За истекшие полстолетия наберется едва ли двадцать дел, поистине сенсационных, в том числе уже упомянутые мною дело Бонно, дело Месторино, дело Ландрю, дело Сарэ и несколько других.
О них мои коллеги, а иногда и мои бывшие начальники уже успели подробно рассказать.
Что касается других расследований, безусловно интересных, но не наделавших шума, ими занялся Сименон.
Вот я и подошел к тому, о чем собирался сказать, засев за эту рукопись, то есть о главной причине, побудившей меня писать мемуары, не похожие на все, что было написано в этом жанре, но не имею ни малейшего представления, как выразить свою мысль.
Как-то я прочитал в газете, что Анатоль Франс, обладавший, без сомнения, недюжинным и ироническим умом, позировал художнику Ван-Донгену, а когда портрет был закончен, не только отказался взять его, но даже запретил художнику его выставлять.
Примерно в те же годы знаменитая актриса подала в суд на карикатуриста, исказившего, как она полагала, ее облик, что могло повредить ее карьере.
Я, конечно, не член Французской академии и не известная актриса.
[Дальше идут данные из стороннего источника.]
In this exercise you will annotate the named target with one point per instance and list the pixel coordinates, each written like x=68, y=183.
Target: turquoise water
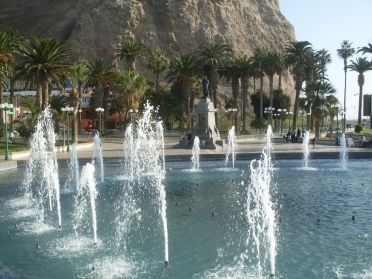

И не считаю себя человеком чрезмерно обидчивым. Ни разу за все годы службы в полиции я не обращался с опровержением в газеты, которые охотно критиковали мои поступки, действия и методы.
В наше время не каждый может заказать художнику свой портрет, зато каждому довелось хотя бы раз иметь дело с фотографом. И я полагаю, что всем знакомо неприятное чувство, которое охватывает человека при взгляде на свое изображение, всегда страдающее неточностью.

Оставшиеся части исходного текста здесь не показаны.